Each week our team of experienced senior road testers pick out a new model from the world of innovative, premium and performance badges, and put it through its paces.
In some respects, the 790 Duke has no heritage at all. This parallel twin roadster is that rarity of a completely new motorcycle – the first of a middleweight family that will involve not just KTM but also sister brand Husqvarna. But the Duke’s name, knife-sharp lines and orange paintwork confirm its Austrian origins, as do elements of its DOHC engine and steel trellis frame, and its unapologetically belligerent attitude.
KTM’s rise to become Europe’s biggest motorcycle manufacturer has been dramatic. The original, single-cylinder 620 Duke roadster was launched in 1994; the 990 Super Duke that announced a more serious, V-twin powered street bike assault followed as recently as 2005. Those models’ current successors, the 690 Duke and 1290 Super Duke R, leave a mid-sized gap in the range that the 790 Duke has been created to fill.
KTM considered developing a middleweight V-twin before opting for a more compact parallel twin, with an irregular firing order designed to mimic a V-twin. The 799cc, eight-valve unit produces 105bhp at 9000rpm and gives a choice of four riding modes via a button on the left bar. Twin balancer shafts prevent the vibration that plagued British parallel twins in the Fifties and Sixties.
This allows the engine to be a stressed member of the tubular steel frame, which incorporates an aluminium rear subframe that surrounds the under-seat airbox. KTM kept costs down with relatively simple suspension from in-house specialist WP. Another long-time partner, design house Kiska, contributed the typically aggressive design that incorporates a trademark LED headlight, wide one-piece handlebar and colourful TFT instrument panel.
That 105bhp output feels plenty from a bike weighing just 174kg wet, especially as the Duke has a very sweet throttle response and kicks out plenty of torque through the midrange. It’s good for 130mph-plus, feels like it’s doing that speed at much less (thanks to its complete lack of wind protection), and revs smoothly through its six-speed box with the aid of a slick, two-way quick-shifter.
The chassis is excellent, too, combining light, easy steering with confidence-inspiring stability, despite the suspension’s generous travel and minimal adjustability.

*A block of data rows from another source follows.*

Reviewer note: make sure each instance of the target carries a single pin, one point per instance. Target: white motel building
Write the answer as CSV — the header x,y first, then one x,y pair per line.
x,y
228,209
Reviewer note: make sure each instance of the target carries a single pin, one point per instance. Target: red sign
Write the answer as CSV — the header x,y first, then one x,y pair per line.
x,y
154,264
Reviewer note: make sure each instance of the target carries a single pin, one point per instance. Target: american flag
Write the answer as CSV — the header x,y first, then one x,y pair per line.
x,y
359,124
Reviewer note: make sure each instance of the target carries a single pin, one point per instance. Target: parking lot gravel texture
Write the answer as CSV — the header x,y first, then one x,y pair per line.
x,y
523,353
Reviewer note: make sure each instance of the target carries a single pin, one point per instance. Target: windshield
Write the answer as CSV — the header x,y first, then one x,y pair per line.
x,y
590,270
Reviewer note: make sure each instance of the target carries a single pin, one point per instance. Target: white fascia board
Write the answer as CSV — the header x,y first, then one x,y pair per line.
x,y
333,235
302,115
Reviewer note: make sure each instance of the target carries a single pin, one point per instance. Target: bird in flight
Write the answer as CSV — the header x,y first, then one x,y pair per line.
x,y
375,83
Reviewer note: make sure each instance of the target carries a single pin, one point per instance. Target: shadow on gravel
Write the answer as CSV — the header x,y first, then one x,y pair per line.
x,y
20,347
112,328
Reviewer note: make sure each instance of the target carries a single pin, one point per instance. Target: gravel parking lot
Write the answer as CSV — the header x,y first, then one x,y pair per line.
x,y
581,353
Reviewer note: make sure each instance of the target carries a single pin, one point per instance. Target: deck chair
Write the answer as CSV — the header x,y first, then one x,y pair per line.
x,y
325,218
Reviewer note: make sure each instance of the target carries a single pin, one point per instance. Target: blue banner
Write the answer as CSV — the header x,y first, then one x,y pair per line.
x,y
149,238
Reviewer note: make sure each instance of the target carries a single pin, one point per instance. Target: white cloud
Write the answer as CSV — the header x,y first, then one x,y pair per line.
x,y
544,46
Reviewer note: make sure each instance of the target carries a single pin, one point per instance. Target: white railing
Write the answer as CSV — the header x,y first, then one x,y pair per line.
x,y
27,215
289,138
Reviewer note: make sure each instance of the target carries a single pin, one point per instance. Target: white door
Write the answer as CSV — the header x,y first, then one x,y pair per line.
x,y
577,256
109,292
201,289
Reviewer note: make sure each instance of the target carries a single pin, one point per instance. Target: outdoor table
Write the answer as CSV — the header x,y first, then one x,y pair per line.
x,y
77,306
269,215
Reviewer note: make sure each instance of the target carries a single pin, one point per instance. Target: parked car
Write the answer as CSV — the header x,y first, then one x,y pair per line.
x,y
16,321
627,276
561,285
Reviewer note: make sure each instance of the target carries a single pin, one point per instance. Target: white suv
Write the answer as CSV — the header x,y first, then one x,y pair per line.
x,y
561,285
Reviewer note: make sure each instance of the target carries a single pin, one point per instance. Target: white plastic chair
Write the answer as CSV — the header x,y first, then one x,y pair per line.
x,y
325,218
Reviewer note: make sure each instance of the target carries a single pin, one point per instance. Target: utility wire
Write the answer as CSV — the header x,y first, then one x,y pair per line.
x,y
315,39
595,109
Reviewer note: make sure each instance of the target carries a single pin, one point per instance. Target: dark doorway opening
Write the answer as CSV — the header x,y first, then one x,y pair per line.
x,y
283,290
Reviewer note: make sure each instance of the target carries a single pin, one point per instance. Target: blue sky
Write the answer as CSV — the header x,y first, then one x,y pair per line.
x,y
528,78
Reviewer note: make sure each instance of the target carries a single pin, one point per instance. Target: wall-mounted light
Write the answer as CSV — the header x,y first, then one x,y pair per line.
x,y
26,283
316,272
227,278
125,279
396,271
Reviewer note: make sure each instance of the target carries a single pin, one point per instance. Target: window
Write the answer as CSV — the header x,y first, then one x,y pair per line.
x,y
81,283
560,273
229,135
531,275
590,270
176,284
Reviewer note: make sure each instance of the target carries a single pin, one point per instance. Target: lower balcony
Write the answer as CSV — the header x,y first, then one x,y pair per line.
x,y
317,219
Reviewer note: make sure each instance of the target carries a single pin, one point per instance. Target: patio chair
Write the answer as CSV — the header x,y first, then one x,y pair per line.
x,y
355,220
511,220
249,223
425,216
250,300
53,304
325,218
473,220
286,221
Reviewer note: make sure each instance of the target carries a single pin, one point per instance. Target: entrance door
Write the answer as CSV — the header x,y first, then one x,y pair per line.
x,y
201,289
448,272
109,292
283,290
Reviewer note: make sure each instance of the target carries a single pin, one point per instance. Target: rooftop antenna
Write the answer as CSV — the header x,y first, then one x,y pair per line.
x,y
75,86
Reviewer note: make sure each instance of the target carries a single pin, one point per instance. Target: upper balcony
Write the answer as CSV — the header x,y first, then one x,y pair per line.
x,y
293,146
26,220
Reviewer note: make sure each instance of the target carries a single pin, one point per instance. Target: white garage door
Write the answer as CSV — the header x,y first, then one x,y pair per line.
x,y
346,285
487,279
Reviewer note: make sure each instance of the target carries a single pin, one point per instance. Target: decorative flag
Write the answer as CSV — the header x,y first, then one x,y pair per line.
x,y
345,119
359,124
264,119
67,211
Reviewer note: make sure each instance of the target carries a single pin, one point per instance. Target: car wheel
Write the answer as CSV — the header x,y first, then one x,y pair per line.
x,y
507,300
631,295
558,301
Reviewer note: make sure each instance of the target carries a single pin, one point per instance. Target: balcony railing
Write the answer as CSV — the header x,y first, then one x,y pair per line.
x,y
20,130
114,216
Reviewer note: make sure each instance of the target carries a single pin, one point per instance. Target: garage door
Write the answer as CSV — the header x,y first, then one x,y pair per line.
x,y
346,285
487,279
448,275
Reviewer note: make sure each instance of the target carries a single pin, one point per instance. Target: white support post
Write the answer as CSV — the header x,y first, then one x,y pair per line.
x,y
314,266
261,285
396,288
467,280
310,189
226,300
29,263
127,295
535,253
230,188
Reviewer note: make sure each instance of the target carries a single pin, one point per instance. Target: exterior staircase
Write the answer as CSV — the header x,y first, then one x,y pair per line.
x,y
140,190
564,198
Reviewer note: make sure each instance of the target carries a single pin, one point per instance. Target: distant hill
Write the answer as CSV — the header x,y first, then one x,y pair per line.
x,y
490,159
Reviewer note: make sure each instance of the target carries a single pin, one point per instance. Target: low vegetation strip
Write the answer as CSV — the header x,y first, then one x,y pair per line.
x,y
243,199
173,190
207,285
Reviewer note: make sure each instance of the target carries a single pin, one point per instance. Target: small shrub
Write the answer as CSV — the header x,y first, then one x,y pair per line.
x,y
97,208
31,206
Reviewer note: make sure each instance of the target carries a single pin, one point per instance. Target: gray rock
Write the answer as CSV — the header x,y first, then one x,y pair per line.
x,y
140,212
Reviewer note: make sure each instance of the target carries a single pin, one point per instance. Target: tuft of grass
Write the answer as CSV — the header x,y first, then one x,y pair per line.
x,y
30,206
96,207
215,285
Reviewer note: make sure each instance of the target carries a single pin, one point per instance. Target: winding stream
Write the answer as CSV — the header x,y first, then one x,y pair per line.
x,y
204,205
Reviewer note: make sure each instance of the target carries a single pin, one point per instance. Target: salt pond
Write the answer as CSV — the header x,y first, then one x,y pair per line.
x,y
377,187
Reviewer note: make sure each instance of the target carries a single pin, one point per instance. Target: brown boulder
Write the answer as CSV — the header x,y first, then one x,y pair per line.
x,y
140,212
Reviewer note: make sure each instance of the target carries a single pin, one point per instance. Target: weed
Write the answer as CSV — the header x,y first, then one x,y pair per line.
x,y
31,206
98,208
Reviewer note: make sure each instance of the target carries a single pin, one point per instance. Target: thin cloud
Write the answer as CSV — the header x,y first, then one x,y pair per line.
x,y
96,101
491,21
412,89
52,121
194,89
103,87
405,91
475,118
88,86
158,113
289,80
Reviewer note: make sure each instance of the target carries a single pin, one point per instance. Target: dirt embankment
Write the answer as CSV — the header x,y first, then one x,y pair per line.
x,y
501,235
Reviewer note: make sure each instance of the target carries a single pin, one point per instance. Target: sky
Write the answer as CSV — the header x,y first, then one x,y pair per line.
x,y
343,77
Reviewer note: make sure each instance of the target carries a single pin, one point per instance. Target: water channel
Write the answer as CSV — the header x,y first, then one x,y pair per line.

The J.Juan brakes and Maxxis tyres lack the glamour of brands such as Brembo and Pirelli, but also work well. And with superbike-level traction control plus cornering ABS, the 790 brings a new level of sophistication to the middleweight division.
The Duke’s lively performance was to be expected; less so the parallel twin’s involving character. The rev-happy engine generates an off-beat, almost V-twin-like exhaust bark that adds to the entertainment. The KTM’s versatility is also easy to admire. It’s respectably roomy and comfortable (despite a fairly thin seat), and averages over 50mpg even with hard use to give a range of 150 miles or more.
Better still, at £8499 the 790 Duke is very keenly priced for such a sophisticated and capable all-rounder. Like Triumph’s original Street Triple, a decade or so ago, it hits the sweet spot between performance, practicality and value to create a roadster with universal appeal. That hole in KTM’s range is comprehensively filled; the 790 dynasty is just beginning.